Why people in their 30s might need to start taking statins
Keeping an eye on your cholesterol is usually seen as something to start doing as we get older.
But people as young as 30 could also consider taking cholesterol-lowering drugs, as the medicines can do most good if they are started earlier, according to new research.
The NHS usually recommends people have a cholesterol test only once they are over 40, as part of a “mid-life MOT”. However, an analysis has found that more heart attacks can be prevented by people starting the lifelong medication in their thirties, even if their risk of a heart attack is quite low.
“I’m not saying we should neglect the high-risk people – but we need to focus on low-risk people equally,” said Dr Irene Karungi, a research physician at Imperial College London, who was involved in the research, published in the American Journal of Preventive Cardiology.
Statins lower cholesterol in the blood, and aim to slow the growth of plaques on artery walls. Plaques can cause heart attacks and strokes if a small piece breaks off and forms a clot that blocks important blood vessels.
One in 10 chance of a heart attack
Statins were initially given to people who survived a first heart attack, with the goal of preventing another one.
Later they began to be offered to somewhat younger people in the hope of preventing their first heart attack. But the medicines are usually given only if someone has at least a one in 10 chance of a heart attack or stroke within the next decade.
This is calculated by measuring levels of “bad cholesterol” – the type that promotes plaques – and plugging it into an equation that calculates heart attack risk, based on a range of other factors, including age, weight and blood pressure.
But could more people benefit from statins than are currently offered them? To find out, Dr Karungi analysed results from 15 trials of statins and five trials of other cholesterol-lowering drugs.
They included more than 100,000 people, who had a wide range of cholesterol levels and risk factors, when they started taking the medicines. About 6,000 of them had a heart attack or stroke or some other kind of major cardiovascular event during the study period.
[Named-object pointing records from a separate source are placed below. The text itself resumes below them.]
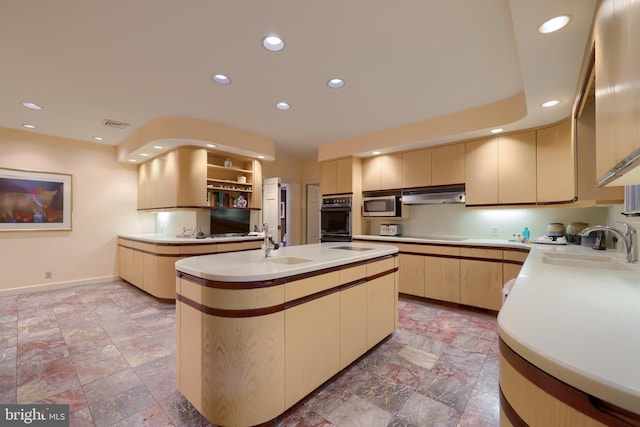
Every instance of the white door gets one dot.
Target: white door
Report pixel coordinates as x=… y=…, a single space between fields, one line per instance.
x=271 y=206
x=313 y=213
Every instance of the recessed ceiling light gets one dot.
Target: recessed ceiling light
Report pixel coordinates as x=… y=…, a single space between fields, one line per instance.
x=221 y=79
x=31 y=105
x=554 y=24
x=335 y=83
x=550 y=103
x=273 y=43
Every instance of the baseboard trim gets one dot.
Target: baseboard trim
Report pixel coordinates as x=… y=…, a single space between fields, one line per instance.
x=59 y=285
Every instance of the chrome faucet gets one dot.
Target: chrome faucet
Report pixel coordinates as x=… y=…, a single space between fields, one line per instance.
x=629 y=236
x=268 y=245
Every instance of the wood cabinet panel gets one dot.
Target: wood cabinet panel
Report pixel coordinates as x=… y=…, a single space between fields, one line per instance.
x=416 y=168
x=412 y=274
x=481 y=283
x=371 y=174
x=482 y=172
x=353 y=324
x=381 y=312
x=448 y=164
x=556 y=177
x=442 y=279
x=517 y=168
x=344 y=175
x=312 y=337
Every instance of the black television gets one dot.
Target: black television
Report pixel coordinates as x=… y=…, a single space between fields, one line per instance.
x=230 y=221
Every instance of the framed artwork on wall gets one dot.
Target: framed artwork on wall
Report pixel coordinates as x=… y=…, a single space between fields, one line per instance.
x=31 y=200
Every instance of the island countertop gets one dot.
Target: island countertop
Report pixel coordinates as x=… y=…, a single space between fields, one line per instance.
x=286 y=261
x=580 y=324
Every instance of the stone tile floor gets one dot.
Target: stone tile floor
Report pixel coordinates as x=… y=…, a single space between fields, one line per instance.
x=108 y=350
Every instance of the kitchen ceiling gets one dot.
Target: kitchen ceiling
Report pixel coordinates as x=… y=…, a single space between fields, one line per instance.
x=402 y=62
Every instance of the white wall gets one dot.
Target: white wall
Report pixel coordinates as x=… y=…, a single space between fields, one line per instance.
x=104 y=204
x=458 y=220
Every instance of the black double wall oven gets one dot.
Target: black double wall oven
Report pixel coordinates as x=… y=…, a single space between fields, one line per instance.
x=335 y=219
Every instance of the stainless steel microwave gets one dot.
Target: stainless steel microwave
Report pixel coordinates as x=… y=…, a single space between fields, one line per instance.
x=382 y=206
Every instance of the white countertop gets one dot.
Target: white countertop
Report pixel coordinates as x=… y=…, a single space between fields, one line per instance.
x=443 y=240
x=254 y=266
x=579 y=324
x=163 y=238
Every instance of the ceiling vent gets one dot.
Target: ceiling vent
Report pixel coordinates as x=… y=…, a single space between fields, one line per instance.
x=115 y=124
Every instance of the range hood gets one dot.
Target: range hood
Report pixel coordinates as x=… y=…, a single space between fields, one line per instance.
x=434 y=195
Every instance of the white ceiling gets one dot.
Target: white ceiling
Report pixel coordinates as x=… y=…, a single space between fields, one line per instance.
x=403 y=62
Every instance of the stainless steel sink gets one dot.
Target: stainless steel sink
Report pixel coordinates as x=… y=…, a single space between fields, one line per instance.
x=288 y=260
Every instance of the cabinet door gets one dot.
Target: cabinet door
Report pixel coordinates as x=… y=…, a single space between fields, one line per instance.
x=381 y=308
x=411 y=274
x=481 y=283
x=371 y=174
x=416 y=168
x=442 y=279
x=344 y=175
x=328 y=177
x=448 y=165
x=482 y=172
x=390 y=171
x=517 y=168
x=556 y=176
x=148 y=273
x=353 y=324
x=312 y=346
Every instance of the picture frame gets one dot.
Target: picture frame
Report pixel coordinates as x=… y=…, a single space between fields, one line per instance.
x=34 y=200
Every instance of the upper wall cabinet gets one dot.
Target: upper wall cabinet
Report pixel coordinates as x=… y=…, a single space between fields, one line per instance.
x=194 y=178
x=617 y=66
x=340 y=176
x=556 y=164
x=501 y=170
x=382 y=172
x=416 y=168
x=448 y=164
x=174 y=180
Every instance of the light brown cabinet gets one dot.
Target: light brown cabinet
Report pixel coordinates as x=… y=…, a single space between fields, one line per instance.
x=340 y=176
x=556 y=168
x=382 y=172
x=481 y=278
x=416 y=168
x=195 y=178
x=448 y=164
x=617 y=66
x=501 y=170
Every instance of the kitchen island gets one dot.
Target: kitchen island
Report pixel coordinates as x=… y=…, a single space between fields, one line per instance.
x=255 y=335
x=569 y=348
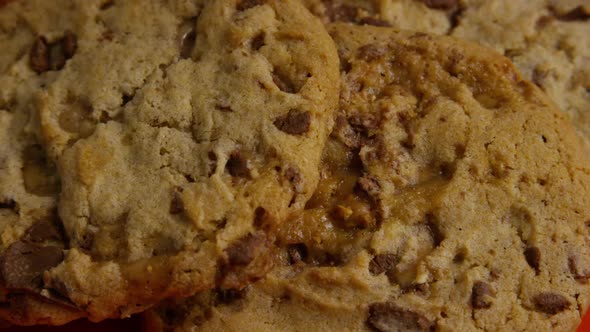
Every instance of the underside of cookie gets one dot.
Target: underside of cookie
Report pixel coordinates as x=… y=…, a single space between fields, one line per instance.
x=453 y=196
x=177 y=129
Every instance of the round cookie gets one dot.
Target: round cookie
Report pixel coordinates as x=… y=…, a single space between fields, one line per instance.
x=454 y=196
x=177 y=128
x=548 y=40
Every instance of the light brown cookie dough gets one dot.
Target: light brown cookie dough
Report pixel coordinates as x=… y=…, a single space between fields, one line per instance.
x=29 y=183
x=454 y=197
x=548 y=40
x=178 y=129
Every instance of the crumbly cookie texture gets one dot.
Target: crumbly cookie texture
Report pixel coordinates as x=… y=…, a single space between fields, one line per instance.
x=183 y=132
x=548 y=40
x=29 y=183
x=454 y=196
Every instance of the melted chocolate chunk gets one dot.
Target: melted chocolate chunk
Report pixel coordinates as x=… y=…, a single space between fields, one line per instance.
x=382 y=263
x=23 y=264
x=243 y=251
x=389 y=316
x=480 y=294
x=294 y=122
x=550 y=303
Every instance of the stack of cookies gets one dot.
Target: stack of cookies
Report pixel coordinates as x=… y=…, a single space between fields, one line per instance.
x=296 y=165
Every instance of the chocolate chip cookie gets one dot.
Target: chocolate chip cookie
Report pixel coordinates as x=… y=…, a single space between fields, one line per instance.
x=31 y=237
x=183 y=134
x=454 y=196
x=548 y=40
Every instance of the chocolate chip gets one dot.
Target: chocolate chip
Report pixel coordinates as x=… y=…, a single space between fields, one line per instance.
x=550 y=303
x=382 y=263
x=345 y=133
x=580 y=274
x=544 y=21
x=480 y=294
x=539 y=76
x=434 y=230
x=87 y=240
x=187 y=43
x=282 y=83
x=294 y=123
x=44 y=230
x=247 y=4
x=39 y=175
x=176 y=205
x=371 y=52
x=297 y=253
x=258 y=41
x=23 y=264
x=374 y=21
x=107 y=4
x=342 y=13
x=8 y=204
x=238 y=165
x=293 y=175
x=39 y=55
x=389 y=316
x=69 y=44
x=533 y=257
x=580 y=13
x=369 y=185
x=62 y=50
x=228 y=296
x=243 y=251
x=440 y=4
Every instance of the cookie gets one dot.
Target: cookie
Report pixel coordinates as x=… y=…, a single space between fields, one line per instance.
x=29 y=183
x=177 y=128
x=547 y=40
x=454 y=196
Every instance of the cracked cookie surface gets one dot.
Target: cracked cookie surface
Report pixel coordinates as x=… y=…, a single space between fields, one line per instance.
x=548 y=40
x=454 y=196
x=177 y=129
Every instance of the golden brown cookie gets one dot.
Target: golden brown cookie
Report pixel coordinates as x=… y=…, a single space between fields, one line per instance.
x=548 y=40
x=177 y=128
x=454 y=196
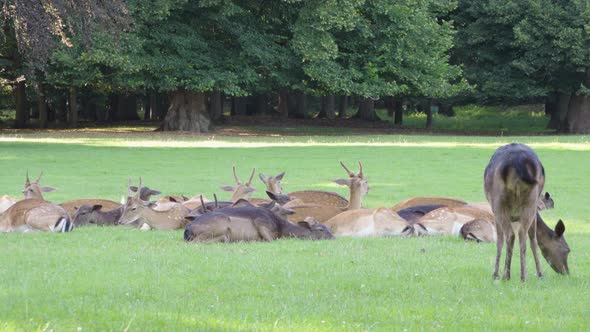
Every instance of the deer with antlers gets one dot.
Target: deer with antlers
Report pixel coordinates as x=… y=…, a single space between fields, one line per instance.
x=169 y=218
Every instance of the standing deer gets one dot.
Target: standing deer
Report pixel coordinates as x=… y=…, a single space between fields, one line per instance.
x=513 y=180
x=173 y=217
x=241 y=190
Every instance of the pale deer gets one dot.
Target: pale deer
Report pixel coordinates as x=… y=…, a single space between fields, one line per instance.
x=29 y=215
x=6 y=201
x=358 y=187
x=93 y=214
x=250 y=224
x=240 y=190
x=513 y=181
x=138 y=209
x=33 y=190
x=369 y=222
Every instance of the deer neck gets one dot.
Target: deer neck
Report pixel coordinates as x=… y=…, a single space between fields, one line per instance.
x=355 y=200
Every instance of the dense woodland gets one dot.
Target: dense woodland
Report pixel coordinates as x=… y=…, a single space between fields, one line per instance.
x=185 y=62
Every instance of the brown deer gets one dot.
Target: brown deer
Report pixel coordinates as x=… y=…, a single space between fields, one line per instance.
x=248 y=223
x=369 y=222
x=29 y=215
x=241 y=190
x=93 y=214
x=513 y=181
x=169 y=219
x=358 y=187
x=33 y=190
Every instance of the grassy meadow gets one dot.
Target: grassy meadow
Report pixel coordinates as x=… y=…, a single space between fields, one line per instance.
x=124 y=279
The analysis found that the lower the patient’s calculated risk at the start of the trial, the smaller the cholesterol reduction needed to achieve a 25 per cent lower chance of a heart attack or stroke.
“Our analysis shows the benefit of reducing [bad cholesterol] in people who are low risk is much greater than waiting until they might become high risk,” said Dr Karungi.
“Once disease is established, treatment has to be more intensive – with higher doses of drugs and greater risk of side-effects or the need for more than one drug.”
“It’s not possible to give an age cut-off, but if say a 30-year-old is categorised as having a [certain] amount of risk, then treatment should not wait based on their age.”
Long-term benefits of drugs
Fellow researcher Professor Kausik Ray said: “It’s like a pension scheme – the earlier you start, the bigger the long-term benefits. Nobody has shown this before using clinical trial data.”
Professor Ian Graham, cardiologist at Trinity College Dublin, who was not involved in the study, said the current NHS policy of wating until people are 40 before they are offered a cholesterol test “makes no sense”.
“Focusing on the highest-risk persons may help them, but, at a population level, most events occur in the vastly greater numbers at mild to moderate risk,” he said.
An editorial accompanying the study said it shows cholesterol lowering is probably beneficial even in low-risk patients. “These findings emphasise the importance of engaging in discussions very early on with patients,” it said.
The i Paper previously reported how statins could be recommended to people in their twenties and thirties who don’t even have high cholesterol levels yet, based on calculating their heart attack risk from DNA sequencing.